Obviously in the latter case your EXE contains all those values like in the 1st case, but more so - it contains a lot of code to deal with those values, that was just absent before.
So, while EXE size difference is not really large for today memory sizes, it is still in favor of early binding (static compilation against dynamic library).
Then what are the benefits for late binding? For example you can load different DLLs from different paths, determined in runtime by configuration - the flexibility and avoiding of DLL Hell (funny, concept of avoiding DLL Hell is against concept of volume saving). You can make your application work with limited functionality, if DLL load failed while statically binded EXE would just not load - graceful degradation concept. And at least you may give user much better, full of semantics, error messages than Windows could ever do.
And the last word, where you got that concept of EXE size from. I believe you mistaken it from talks about - attention! - static linking against static libraries. That is when OBJ/LIB/DCU files are not the part of distribution, but are just temporary code containers, that ultimately takes its place inside the monolythic EXE. Then yes - then your EXE has all those libraries insideitself and thus grows larger. However this case have nothing about dynamic libraries - DLLs.
The wording chosen once ago overuses static/dynamic terms in two closely related topics: how the library is loaded (compile-time vs runtime) and how functions inside the library are located (or bound. By developer's custom codeing ro by some OS-provided or compiler-provided toolset way before 1st line of your sources started execution).
Due to that ambiguity those close but different concepts start overlapping and sometimes this leads to a total confusion.
Now, what more static linking may give you in modern Windows versions. That is WinSxS folder Novadays Windows tends to keep multiple versions of each system DLL and your program may ask for the specific version of it (while in System32 folder there would be the most recent version that your program may be not get used to. Then you can make a special MANIFEST resource and compile it into EXE asking windows to load not DLLs not be name, but by name+version instead. You can replicaty that functionality with dynamic loading as well, but using Windows-provided toolset it is much easier.
Now you can decide which of those options do or do not have importance for your particular case and make somewhat better informed choice.
HTH.
I noticed the following about a library I use:
Library is compiled to .lib file.
My code needs to be compiled as Multi-threaded (Debug) DLL to link to this library.
I open the .sln (solution) file of the library (it is open source) and see the following in its Project properties:
Runtime Library option is set to Multi-threaded (Debug) DLL.
Configuration Type is set to Static Library (.lib)
My confusion is:
Isn't there a conflict in the library options above? (Static Library says one option, DLL says another)
What kind of an animal is a .lib that is dynamically linked?
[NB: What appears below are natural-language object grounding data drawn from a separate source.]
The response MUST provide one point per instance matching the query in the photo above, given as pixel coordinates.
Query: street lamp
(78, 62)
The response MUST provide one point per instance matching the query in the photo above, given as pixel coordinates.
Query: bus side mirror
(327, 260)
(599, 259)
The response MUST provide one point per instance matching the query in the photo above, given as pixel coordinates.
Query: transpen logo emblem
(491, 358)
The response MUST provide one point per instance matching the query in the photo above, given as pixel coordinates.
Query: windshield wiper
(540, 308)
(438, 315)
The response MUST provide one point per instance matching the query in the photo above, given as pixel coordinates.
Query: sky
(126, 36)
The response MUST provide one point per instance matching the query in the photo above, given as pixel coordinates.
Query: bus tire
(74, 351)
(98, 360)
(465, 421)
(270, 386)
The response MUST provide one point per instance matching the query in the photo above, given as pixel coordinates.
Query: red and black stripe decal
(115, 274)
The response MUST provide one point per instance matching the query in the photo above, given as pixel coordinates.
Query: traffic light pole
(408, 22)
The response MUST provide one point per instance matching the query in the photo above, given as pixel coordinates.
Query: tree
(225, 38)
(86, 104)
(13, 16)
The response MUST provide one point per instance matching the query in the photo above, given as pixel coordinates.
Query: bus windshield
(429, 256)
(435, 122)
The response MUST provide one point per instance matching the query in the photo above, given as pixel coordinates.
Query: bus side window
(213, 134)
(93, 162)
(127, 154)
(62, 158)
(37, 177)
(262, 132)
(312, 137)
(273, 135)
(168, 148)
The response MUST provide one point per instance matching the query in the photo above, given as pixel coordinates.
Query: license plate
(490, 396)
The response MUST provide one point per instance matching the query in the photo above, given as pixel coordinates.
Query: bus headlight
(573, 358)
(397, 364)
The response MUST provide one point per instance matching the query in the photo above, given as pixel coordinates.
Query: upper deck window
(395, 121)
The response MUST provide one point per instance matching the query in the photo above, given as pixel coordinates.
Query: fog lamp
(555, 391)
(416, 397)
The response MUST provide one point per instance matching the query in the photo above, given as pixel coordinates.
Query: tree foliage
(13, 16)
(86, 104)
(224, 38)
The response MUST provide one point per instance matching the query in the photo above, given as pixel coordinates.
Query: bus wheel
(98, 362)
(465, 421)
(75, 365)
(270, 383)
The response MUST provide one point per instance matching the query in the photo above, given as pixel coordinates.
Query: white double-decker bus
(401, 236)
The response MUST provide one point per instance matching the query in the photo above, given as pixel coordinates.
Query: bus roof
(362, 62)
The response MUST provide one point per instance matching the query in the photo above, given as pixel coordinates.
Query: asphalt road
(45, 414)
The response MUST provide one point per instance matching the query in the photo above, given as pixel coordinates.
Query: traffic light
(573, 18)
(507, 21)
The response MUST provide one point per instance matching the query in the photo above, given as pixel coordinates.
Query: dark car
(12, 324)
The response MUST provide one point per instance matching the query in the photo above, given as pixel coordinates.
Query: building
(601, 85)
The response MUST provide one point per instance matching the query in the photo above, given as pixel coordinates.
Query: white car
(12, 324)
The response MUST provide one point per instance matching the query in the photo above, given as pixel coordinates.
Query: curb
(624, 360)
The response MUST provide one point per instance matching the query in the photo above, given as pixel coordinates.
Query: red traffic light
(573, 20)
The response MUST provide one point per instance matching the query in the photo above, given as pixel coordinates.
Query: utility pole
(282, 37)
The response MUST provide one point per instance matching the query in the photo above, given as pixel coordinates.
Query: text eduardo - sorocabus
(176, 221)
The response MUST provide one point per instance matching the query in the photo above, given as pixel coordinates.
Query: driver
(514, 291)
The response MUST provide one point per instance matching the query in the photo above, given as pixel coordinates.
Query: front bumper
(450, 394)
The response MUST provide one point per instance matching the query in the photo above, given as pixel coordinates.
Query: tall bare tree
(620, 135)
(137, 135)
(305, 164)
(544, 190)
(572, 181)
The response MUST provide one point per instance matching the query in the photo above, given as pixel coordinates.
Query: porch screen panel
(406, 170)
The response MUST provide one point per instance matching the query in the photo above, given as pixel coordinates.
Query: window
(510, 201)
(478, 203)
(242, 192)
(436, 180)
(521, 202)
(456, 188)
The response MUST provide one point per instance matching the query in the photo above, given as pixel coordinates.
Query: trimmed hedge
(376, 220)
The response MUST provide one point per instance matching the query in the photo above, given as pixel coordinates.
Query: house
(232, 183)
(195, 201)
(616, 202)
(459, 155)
How is it different from a DLL?
Note that I am aware of the difference between static libraries and dynamic libraries in the Linux world.
The "RunTime Library" option isn't about YOUR library. It tells the compiler that you'll import your functions from MSVCRTxx.DLL at runtime.
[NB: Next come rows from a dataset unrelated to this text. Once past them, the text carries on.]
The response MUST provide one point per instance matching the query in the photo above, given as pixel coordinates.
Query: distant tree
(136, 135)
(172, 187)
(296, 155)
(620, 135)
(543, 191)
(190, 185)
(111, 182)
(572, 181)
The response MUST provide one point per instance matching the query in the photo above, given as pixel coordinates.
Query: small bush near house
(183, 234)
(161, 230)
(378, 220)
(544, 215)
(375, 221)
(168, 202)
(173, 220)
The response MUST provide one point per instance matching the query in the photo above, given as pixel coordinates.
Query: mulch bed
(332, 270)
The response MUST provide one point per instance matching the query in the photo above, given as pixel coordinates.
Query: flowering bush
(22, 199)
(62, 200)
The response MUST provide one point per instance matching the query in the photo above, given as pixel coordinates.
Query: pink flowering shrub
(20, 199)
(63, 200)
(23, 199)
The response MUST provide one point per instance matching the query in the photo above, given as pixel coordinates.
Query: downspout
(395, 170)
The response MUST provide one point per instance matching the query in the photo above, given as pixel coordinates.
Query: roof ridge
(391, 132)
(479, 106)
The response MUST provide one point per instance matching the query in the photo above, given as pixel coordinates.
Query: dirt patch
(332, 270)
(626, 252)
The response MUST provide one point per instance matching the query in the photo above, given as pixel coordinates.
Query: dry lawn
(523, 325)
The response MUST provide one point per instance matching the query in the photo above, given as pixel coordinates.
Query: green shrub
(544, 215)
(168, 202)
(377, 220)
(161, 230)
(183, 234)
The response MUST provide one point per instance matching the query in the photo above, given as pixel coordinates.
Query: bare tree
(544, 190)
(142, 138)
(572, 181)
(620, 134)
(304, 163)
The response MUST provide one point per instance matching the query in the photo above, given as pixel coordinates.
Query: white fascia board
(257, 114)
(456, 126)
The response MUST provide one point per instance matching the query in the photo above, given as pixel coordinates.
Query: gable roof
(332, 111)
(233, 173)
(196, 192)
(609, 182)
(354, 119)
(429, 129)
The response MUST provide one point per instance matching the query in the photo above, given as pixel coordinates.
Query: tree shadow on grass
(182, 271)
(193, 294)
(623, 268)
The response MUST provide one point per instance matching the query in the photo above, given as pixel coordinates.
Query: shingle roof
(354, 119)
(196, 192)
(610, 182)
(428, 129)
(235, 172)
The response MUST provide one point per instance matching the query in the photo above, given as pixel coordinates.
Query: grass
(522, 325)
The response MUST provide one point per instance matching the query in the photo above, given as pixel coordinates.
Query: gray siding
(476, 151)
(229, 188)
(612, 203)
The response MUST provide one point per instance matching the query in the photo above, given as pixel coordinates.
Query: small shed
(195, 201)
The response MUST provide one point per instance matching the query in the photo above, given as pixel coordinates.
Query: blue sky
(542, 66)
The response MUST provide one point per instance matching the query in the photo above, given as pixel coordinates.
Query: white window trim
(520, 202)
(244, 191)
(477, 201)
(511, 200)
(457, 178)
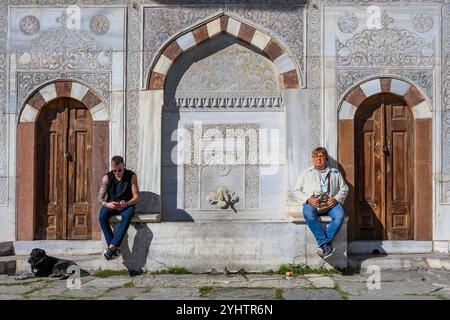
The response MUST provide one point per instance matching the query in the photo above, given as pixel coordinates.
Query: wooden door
(64, 162)
(384, 169)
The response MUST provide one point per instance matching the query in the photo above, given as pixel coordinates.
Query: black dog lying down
(43, 265)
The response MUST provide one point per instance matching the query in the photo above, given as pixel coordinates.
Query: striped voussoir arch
(231, 26)
(64, 89)
(412, 96)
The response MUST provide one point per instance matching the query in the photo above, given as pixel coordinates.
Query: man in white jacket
(321, 186)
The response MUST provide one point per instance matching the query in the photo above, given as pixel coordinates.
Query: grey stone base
(203, 246)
The "configuration Type" option does refer to your library, and therefore is independent of the "RunTime Library" option.
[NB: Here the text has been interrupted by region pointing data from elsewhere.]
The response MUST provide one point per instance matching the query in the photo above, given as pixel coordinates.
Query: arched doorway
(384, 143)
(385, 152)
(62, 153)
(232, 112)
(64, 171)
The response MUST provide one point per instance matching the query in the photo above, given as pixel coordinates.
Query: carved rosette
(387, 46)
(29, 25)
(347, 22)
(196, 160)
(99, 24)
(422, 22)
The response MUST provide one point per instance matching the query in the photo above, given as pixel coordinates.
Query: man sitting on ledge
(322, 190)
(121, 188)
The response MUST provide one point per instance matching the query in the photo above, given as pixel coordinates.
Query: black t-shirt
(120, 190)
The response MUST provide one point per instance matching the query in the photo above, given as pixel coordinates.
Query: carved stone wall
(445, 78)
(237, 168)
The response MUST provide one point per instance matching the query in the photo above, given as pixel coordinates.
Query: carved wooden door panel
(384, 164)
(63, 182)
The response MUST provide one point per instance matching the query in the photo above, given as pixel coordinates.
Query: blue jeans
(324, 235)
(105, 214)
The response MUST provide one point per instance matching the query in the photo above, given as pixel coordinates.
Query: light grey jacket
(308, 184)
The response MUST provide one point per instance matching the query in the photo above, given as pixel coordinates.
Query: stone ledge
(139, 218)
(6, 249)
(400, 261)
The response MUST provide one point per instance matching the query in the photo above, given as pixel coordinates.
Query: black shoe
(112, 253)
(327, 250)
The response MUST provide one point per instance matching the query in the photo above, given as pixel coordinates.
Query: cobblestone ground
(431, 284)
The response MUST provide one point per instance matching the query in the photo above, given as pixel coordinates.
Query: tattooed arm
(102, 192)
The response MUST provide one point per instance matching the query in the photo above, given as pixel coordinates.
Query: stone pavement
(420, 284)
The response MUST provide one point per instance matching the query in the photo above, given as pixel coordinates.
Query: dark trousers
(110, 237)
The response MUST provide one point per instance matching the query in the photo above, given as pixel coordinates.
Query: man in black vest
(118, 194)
A Windows DLL can be dynamically loaded with the LoadLibrary (or LoadLibraryEx) API, but then you have to find and bind each exported function to a function pointer using GetProcAddress or GetProcAddressEx. You'd better get the function signatures right, or Bad Things Will Happen, as usual.
A LIB file allows Windows to do all that for you when your EXE is started (including finding which DLL to use, and recursively loading dependent DLL's), linking the dynamic library statically at run time, while avoiding bloating your EXE file with the executable code, and allowing several processes to share the same DLL image in memory.
I don't know about the config mismatch, but a .LIB file when created with a .DLL library is an "export library" - it doesn't contain any code, but just the names of the callable functions and objects in the DLL. The linker uses this to satisfy references at link time which are finally resolved by dynamic loading at run-time.